Christie’s Classic Week evening sales in London on Tuesday – Old Masters Part I Sale and The Exceptional Sale – totaled almost $65 million. The former’s headline lot, Titian’s Rest on the Flight into Egypt (c.1510), set a new auction record for the artist, selling for $22,178,280 (including buyer’s premium).
The wooden panel painting, measuring 18 inches x 25 inches and depicting Mary cradling Jesus under the watchful gaze of Joseph, was estimated at $20-30 million.
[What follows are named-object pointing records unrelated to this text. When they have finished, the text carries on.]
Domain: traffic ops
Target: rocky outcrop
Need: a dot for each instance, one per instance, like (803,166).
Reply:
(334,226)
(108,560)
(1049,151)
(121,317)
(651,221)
It was last auctioned by Christie’s in 1878 when it was bought by the 4th Marquess of Bath. “One of the last religious works from the artist’s celebrated early years to remain in private hands, the picture has passed through some of the greatest collections in Europe,” the house said before the sale.
It was eventually inherited by Ceawilin Thynn, the 8th Marquess of Bath, who resides in Longleat House in Wiltshire, UK. Together with the Longleat Trustees, he offered it to Christie’s as part of “their long-term investment strategy.”
“This sublime early masterpiece by Titian is one of the most poetic products of his youth,” Orlando Rock, chairman of Christie’s UK, said. “Of impeccable provenance and having passed through the hands of dukes, archdukes, and holy Roman emperors, this magical devotional painting has the rare notoriety of having been stolen not once but twice – firstly by Napoleon and secondly in the late mid-1990s.”
After being stolen from the Longleat Estate in 1995, the painting was found without its frame in a plastic bag in London seven years later.
Titian’s previous auction record was $16.9 million for A Sacra Conversazione (c.1560), which was sold in 2011 by Sotheby’s New York.